This **single source of truth** makes bots easier to maintain, version-control, and test — all without locking you into a specific LLM or backend.

---

## ✨ Why BotMark?

- **One file = one bot** → prompts, schema, and docs stay in sync
- **LLM-agnostic** → works with OpenAI, Claude, local models, or any API
- **Version-friendly** → plain Markdown plays well with Git
- **Executable** → run directly via Python’s `botmark` package
- **Extensible** → add custom tools, topics, and agent graphs

| Feature                        | Description                                                                 |
|-------------------------------|-----------------------------------------------------------------------------|
| ✅ Markdown-based              | Bot definitions live in a structured Markdown format.                       |
| ✅ LLM-agnostic                | Works with any LLM (e.g.
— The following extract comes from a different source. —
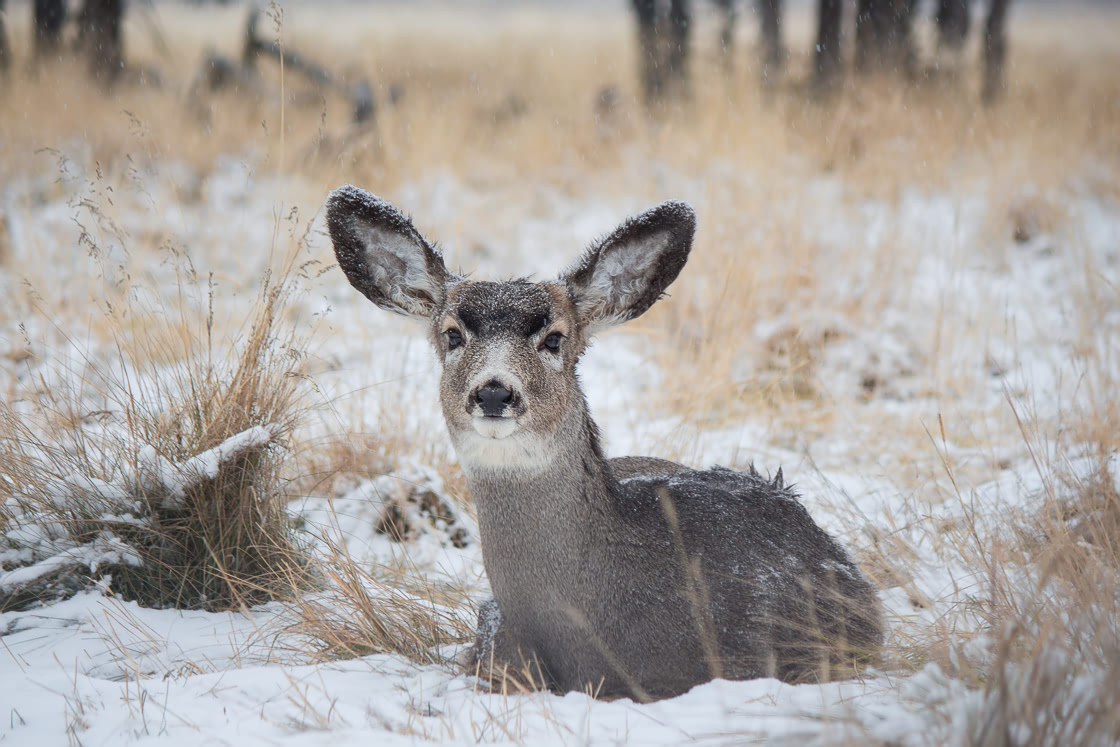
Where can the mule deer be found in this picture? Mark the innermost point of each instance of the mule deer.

OpenAI, Claude, local models).                     |
| ✅ Executable in Python        | Easily run bots using the `botmark` Python package.                         |
| ✅ Single source of truth      | One file defines bot behavior, schema, and user docs.                       |
| ✅ Multi-bot support           | Load multiple bots via folder-based setup.                                  |
| ✅ Easy export                 | Generate Word, HTML, or PDF docs using Pandoc.                              |

---

## 📦 Installation

BotMark is designed to **integrate cleanly into real development environments**: a lean base install, opt-in provider extras, and predictable, lockfile-friendly dependency resolution.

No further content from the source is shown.